Run an error-corrected scenarioFull qLDPC physical-qubit accounting
The gross code entry previously counted only the 144 data qubits per block. Syndrome measurement requires 144 additional check ancillas ('requires n ancillary qubits... 288 physical qubits in total', Bravyi et al., Nature 2024), and logical operations add a 90-qubit logic processing unit (Yoder et al., Tour de gross, 2025). The catalog now counts all three: 378 physical qubits per block, 31.5 per logical qubit — consistent with how the surface-code path already counted ancillas.

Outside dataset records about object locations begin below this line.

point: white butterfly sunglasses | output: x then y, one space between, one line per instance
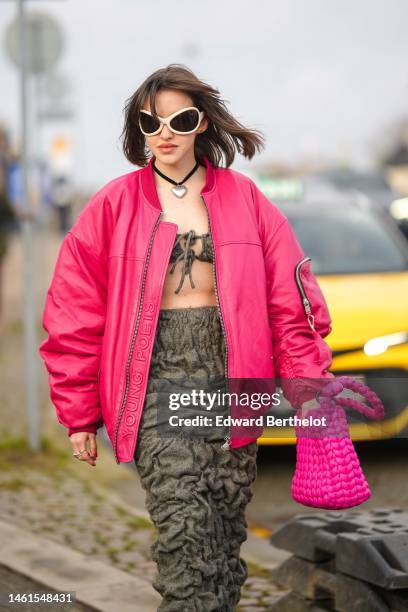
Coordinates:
184 121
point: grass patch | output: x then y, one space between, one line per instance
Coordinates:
13 484
16 453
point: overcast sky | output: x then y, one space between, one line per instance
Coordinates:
323 77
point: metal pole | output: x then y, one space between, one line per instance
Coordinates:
28 252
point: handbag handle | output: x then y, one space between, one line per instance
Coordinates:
331 389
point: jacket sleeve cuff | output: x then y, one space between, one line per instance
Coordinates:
89 429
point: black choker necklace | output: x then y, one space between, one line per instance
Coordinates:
179 190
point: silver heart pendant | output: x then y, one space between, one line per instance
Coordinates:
179 190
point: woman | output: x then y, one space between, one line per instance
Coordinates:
125 328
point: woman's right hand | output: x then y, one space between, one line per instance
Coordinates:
85 440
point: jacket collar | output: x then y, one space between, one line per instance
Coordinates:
149 186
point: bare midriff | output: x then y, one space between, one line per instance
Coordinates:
190 264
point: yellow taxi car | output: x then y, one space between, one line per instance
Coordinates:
360 259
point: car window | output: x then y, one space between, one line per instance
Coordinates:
347 241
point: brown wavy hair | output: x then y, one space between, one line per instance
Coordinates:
221 140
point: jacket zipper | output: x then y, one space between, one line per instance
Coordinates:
227 438
305 301
136 327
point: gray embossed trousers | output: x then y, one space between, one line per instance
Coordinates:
196 492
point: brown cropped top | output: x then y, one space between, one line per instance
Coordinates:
187 254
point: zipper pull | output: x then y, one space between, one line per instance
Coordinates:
226 444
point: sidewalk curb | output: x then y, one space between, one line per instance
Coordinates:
255 549
95 583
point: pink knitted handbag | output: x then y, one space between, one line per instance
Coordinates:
328 473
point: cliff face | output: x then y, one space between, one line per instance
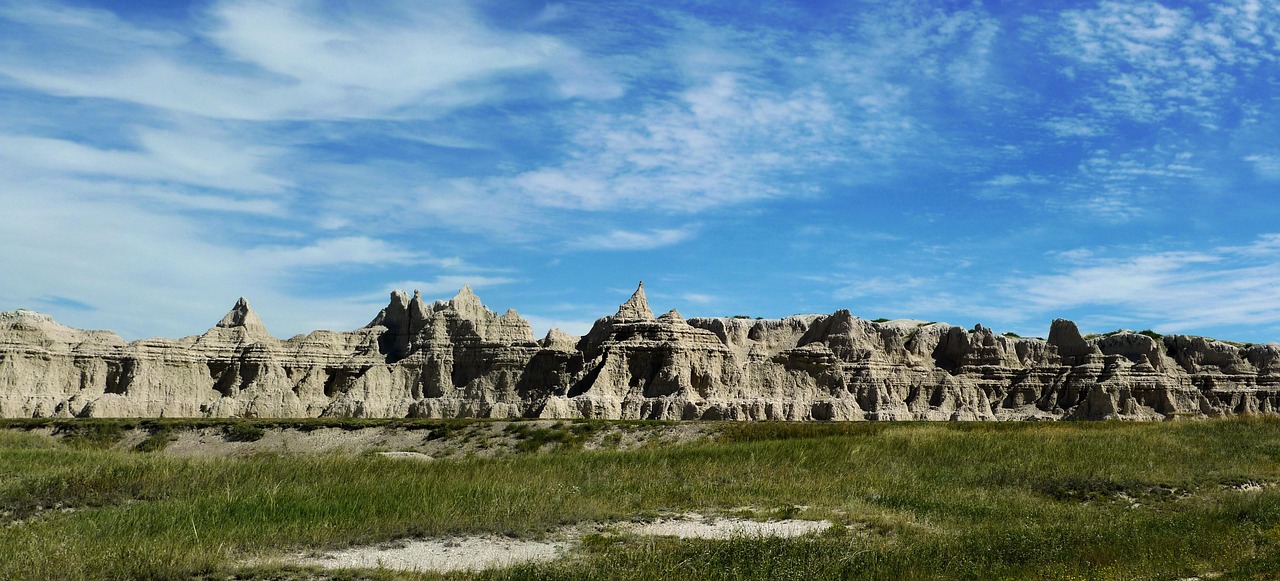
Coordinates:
456 358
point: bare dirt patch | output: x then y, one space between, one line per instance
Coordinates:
696 526
483 552
470 553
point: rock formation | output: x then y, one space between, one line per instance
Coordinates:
457 358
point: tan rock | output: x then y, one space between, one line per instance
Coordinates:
457 358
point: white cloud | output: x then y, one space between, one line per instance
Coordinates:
1175 291
191 159
1267 167
629 239
1156 62
717 143
291 59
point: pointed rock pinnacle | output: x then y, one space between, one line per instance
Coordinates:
636 309
242 316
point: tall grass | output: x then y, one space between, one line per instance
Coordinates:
920 501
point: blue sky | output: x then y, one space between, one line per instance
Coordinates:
999 163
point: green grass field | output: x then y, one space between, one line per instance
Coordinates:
915 501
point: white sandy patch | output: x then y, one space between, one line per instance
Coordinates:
417 456
443 554
476 553
695 526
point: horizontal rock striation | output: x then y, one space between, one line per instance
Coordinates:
457 358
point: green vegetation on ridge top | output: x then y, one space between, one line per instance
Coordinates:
917 501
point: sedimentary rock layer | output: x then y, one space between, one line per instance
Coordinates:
456 358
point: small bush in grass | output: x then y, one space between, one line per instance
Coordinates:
91 433
158 440
241 431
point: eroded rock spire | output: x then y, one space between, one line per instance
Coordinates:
242 315
636 309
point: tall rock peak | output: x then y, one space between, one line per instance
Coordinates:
636 309
467 305
242 315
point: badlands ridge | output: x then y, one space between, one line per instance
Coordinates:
456 358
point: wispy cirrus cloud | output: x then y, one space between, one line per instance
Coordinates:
632 239
1155 62
292 60
1176 291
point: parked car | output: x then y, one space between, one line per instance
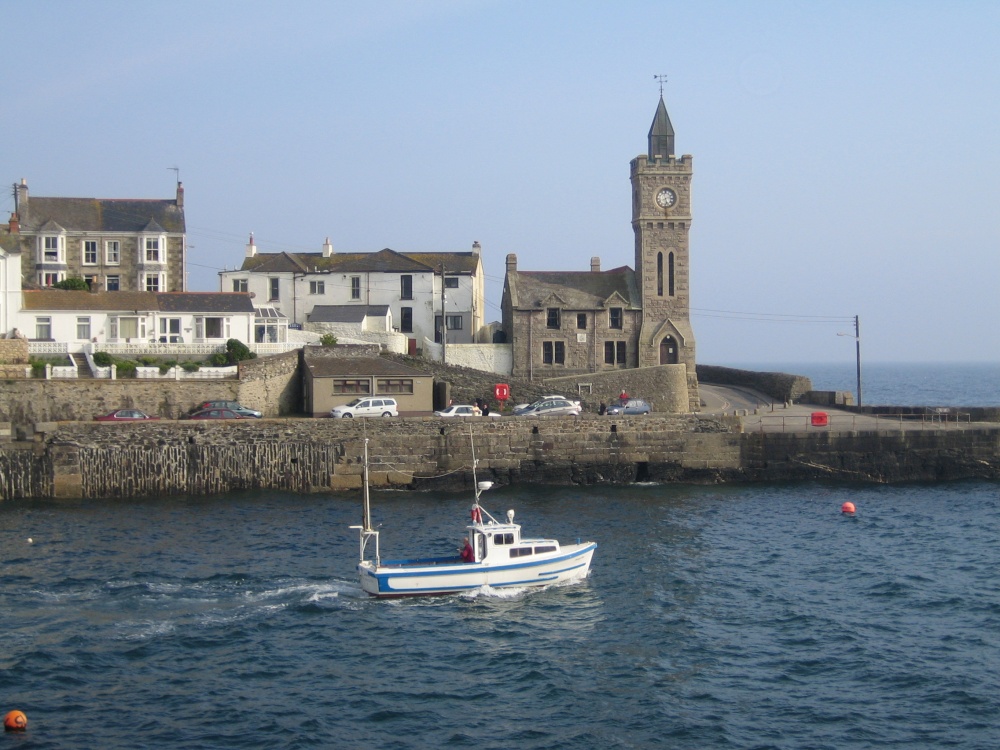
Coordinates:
217 414
463 410
629 406
234 405
551 407
521 407
366 407
124 415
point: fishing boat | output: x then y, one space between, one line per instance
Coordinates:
499 557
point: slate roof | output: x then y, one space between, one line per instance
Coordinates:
345 367
175 302
103 215
574 290
383 261
346 313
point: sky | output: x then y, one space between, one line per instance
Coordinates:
846 154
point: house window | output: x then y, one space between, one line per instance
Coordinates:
553 353
394 385
126 328
211 328
170 330
52 251
342 385
614 352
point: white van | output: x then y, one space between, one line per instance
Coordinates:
366 407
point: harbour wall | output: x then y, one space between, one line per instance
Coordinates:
100 460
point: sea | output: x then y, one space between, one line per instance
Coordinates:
727 616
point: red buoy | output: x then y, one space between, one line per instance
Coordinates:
15 721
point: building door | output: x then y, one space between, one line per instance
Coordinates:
668 351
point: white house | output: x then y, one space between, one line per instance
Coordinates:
423 291
78 318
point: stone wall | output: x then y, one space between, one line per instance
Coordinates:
14 352
101 460
778 385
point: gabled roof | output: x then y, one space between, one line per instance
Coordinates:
103 215
171 302
578 290
346 313
340 367
383 261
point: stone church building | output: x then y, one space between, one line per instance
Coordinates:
563 323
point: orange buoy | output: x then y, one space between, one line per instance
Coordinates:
15 721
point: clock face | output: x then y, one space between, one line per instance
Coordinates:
666 198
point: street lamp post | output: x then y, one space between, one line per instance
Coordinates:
857 344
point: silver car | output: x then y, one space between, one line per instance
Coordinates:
550 407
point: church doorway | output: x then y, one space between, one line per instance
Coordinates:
668 351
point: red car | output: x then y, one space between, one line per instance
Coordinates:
124 415
217 414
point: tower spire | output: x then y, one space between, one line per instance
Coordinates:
661 132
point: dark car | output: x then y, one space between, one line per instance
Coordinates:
218 414
124 415
235 406
629 406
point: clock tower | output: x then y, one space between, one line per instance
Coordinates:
661 220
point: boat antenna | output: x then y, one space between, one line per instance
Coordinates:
366 518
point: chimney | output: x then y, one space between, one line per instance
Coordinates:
21 198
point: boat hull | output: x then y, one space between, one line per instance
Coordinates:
571 562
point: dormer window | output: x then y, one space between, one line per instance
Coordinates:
53 248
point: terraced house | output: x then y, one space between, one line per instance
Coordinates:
429 296
129 245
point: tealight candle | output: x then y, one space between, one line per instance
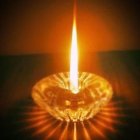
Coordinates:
72 96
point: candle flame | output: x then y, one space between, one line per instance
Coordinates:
74 60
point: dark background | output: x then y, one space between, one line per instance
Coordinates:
35 38
38 26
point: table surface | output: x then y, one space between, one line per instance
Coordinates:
22 119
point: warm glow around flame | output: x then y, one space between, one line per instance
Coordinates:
74 61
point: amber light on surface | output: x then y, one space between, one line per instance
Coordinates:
72 96
44 125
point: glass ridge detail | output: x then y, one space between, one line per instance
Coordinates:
53 95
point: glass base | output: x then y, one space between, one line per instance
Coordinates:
52 94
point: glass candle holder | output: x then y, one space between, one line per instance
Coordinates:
53 95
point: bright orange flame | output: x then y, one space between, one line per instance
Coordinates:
74 61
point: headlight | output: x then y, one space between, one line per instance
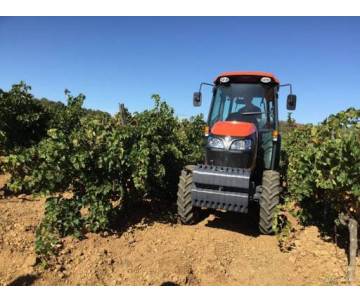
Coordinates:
241 145
214 142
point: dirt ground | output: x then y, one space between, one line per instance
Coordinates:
223 249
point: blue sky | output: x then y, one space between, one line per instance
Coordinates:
129 58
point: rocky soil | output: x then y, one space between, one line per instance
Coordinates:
223 249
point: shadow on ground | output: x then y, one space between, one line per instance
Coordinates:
23 280
146 213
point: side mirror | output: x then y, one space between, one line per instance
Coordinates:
291 102
197 99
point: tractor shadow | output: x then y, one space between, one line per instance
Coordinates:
24 280
246 224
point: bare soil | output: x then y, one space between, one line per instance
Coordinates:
223 249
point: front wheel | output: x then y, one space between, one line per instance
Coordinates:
269 199
186 212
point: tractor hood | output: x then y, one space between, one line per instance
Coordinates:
233 129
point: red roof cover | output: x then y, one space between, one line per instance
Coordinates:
248 73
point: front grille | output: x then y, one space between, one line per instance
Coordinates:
227 158
221 188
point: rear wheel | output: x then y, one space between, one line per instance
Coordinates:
269 199
186 212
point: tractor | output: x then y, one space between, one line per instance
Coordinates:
242 150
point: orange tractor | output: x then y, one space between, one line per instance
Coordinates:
242 150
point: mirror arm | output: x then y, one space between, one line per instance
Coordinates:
203 83
288 84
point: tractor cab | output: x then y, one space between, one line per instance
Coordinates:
242 150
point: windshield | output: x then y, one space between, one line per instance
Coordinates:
252 103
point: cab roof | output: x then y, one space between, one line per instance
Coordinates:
246 76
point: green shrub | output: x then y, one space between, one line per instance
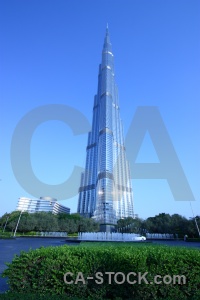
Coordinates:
41 271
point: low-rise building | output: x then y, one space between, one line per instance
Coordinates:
46 204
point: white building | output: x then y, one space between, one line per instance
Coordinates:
46 204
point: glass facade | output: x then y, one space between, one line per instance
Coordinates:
105 191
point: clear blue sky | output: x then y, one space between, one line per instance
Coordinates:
49 54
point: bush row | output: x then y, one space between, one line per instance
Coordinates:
41 271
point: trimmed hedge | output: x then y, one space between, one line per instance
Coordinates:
41 271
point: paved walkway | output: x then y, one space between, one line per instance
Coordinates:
10 247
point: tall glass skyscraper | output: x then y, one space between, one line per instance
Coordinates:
105 191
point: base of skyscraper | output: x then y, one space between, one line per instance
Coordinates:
108 228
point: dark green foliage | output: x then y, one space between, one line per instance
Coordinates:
41 271
43 221
162 223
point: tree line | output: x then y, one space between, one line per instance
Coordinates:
48 222
73 223
161 223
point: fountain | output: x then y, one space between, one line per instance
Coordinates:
108 236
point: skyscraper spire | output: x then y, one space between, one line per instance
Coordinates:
105 192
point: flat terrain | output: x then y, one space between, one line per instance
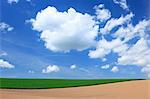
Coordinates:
11 83
139 89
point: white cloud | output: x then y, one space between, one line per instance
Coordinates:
105 66
51 68
122 3
131 31
73 67
104 59
5 64
5 27
65 31
115 69
12 1
114 22
102 14
138 54
31 72
3 53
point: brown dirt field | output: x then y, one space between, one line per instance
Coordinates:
123 90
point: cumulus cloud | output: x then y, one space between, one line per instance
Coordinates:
138 54
5 27
73 67
102 14
104 47
3 53
115 69
31 72
5 64
122 3
105 66
65 31
51 68
114 22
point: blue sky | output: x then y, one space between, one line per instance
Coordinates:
75 39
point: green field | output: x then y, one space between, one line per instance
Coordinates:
12 83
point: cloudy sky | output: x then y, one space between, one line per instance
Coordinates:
75 39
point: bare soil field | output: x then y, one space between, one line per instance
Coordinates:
139 89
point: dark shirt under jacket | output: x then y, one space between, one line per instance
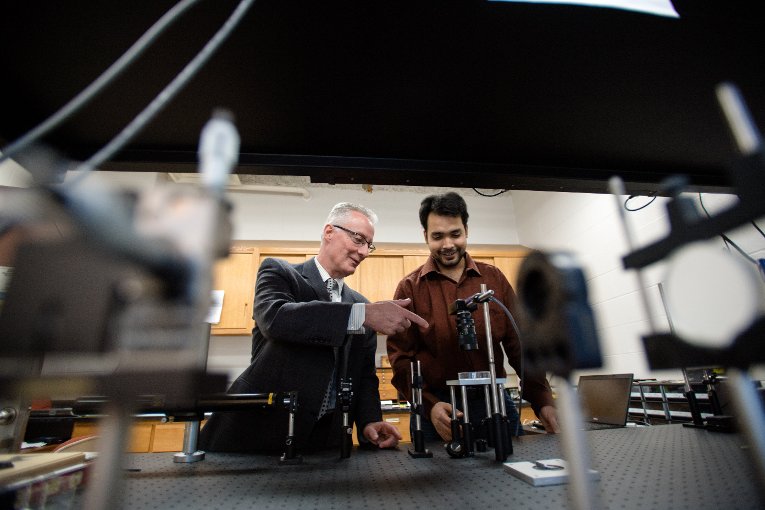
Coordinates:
298 338
437 349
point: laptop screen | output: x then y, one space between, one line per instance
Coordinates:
605 398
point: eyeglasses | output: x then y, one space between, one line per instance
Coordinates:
357 238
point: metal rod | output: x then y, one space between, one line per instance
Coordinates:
490 351
575 448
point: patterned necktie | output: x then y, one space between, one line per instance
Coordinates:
329 396
331 285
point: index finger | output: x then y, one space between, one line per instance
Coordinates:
415 318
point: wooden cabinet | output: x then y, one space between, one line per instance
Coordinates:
235 276
398 419
145 435
386 388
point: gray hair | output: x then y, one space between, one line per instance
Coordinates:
343 210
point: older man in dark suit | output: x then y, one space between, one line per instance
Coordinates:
311 330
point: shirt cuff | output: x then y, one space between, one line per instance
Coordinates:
356 319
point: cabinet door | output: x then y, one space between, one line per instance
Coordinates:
235 275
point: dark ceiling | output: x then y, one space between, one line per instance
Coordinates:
465 94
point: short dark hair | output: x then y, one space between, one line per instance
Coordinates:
448 204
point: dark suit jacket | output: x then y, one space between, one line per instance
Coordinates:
298 340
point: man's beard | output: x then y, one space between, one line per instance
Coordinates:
451 263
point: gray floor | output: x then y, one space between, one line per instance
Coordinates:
661 467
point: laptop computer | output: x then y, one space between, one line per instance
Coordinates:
605 400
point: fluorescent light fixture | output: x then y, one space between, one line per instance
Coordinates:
656 7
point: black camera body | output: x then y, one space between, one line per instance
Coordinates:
466 335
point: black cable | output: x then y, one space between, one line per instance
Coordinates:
653 197
518 334
164 97
106 78
727 240
490 196
758 229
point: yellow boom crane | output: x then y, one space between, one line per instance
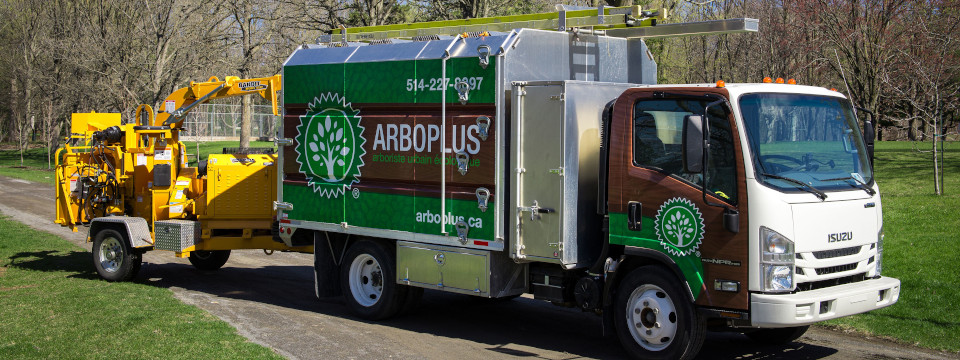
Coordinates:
131 186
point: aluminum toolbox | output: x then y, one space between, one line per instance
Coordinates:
176 235
459 270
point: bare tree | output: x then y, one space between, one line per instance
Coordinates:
926 79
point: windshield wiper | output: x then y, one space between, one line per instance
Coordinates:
803 186
856 179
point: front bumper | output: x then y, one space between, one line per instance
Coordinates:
808 307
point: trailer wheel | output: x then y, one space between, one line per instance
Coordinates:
777 336
209 260
113 258
367 281
653 317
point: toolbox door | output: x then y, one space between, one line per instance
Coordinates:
538 199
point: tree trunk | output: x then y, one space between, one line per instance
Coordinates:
936 158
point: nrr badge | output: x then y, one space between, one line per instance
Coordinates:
679 226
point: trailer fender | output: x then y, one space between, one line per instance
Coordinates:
136 229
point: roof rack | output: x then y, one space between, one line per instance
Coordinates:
625 22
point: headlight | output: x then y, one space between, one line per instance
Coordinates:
776 261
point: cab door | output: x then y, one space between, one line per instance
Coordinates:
654 206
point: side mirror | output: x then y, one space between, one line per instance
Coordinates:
693 144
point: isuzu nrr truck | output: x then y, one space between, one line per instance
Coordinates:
494 158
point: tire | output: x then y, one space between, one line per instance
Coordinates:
779 336
113 258
209 259
367 280
654 318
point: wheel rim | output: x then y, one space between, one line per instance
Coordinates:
366 280
651 317
111 254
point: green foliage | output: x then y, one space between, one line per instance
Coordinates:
34 165
54 306
920 249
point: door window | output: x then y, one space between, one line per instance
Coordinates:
658 142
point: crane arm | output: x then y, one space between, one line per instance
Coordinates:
178 104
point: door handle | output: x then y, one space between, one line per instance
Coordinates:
634 216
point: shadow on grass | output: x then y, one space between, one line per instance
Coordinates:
77 263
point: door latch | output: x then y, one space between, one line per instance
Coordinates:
483 194
483 123
484 53
535 210
462 230
462 161
463 89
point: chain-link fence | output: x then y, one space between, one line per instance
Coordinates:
222 122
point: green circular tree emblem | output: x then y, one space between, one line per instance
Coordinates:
679 226
330 145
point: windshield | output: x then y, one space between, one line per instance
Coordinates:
805 142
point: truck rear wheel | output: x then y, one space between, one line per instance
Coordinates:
209 259
654 319
777 336
367 279
113 258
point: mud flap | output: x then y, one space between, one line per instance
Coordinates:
328 252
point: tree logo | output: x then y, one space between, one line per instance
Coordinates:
679 226
330 145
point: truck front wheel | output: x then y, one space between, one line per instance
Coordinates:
653 318
368 281
209 259
113 258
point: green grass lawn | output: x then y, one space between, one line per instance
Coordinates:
54 306
34 165
921 248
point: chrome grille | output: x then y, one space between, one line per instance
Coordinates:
831 282
829 254
835 269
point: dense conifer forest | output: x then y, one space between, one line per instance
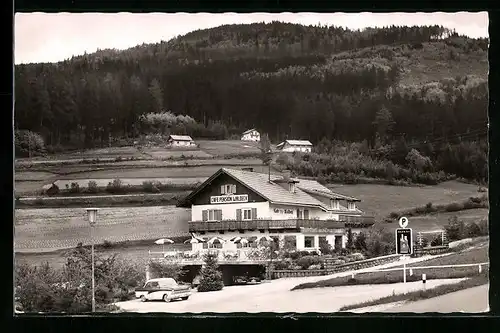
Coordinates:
415 97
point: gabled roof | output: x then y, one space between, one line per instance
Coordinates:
180 137
298 142
250 130
271 191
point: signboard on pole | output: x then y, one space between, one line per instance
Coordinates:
229 199
404 241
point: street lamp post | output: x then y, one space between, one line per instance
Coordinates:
92 217
270 154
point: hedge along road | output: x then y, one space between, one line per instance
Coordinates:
48 229
275 296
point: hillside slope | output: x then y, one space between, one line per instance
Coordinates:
286 79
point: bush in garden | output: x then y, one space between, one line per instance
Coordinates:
455 228
360 242
211 277
437 241
350 239
74 188
47 289
151 187
483 227
27 142
379 242
306 261
472 230
324 246
165 270
92 187
282 264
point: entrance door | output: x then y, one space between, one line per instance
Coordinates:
338 242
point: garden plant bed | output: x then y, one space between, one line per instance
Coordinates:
467 257
132 200
381 200
420 295
331 269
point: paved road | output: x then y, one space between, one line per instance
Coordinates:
275 296
472 300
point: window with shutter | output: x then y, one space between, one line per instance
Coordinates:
247 214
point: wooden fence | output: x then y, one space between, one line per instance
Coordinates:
276 274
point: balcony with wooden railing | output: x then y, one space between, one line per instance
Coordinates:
362 221
273 225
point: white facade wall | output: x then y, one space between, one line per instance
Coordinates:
229 210
290 149
252 136
283 212
265 210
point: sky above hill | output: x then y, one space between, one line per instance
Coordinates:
52 37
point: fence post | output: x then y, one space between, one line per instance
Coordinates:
148 274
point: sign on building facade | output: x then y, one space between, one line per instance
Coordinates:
229 199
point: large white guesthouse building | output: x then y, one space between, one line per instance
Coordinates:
246 204
303 146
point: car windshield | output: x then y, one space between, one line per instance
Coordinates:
169 284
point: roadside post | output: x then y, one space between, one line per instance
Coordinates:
404 243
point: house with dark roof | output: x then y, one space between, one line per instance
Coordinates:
304 146
246 204
251 135
180 141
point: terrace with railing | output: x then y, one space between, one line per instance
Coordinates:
288 224
248 255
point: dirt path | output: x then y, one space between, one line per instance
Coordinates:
472 300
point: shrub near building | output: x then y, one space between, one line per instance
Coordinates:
211 277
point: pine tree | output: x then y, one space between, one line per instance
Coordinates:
350 239
211 277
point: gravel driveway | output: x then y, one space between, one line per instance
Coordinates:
275 296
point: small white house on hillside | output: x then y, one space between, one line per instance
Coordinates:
251 135
304 146
180 141
249 205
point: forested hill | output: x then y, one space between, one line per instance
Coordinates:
287 80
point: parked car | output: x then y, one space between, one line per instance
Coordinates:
245 279
165 289
196 281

Corrected suppression exponent for BB codes
The Bivariate Bicycle paper's own fit uses the circuit-level distance (d_circ ≤ 10 for the gross code), not the code distance (d = 12). The exponent is now d_circ/2 = 5 instead of 6, with the prefactor recalibrated to the published P_L(0.001) = 2×10⁻⁷. The two fits agree at p = 10⁻³ and diverge in extrapolation — the old exponent was ~10× optimistic at p = 10⁻⁴.
New regression fixture from an independent source
The test suite now pins Litinski's 'A Game of Surface Codes' worked examples (d = 13, ≈55,400 qubits, ≈4 h at p = 10⁻⁴; d = 27, ≈306,000 qubits, ≈7 h at p = 10⁻³) as a ground-truth fixture, alongside the per-cycle → per-operation conversion convention.
Every constant behind these fixes was verified against the primary papers (Bravyi et al. 2024, Yoder et al. 2025, Google Quantum AI 2024, Litinski 2019), and the derivations went through an independent adversarial review before shipping.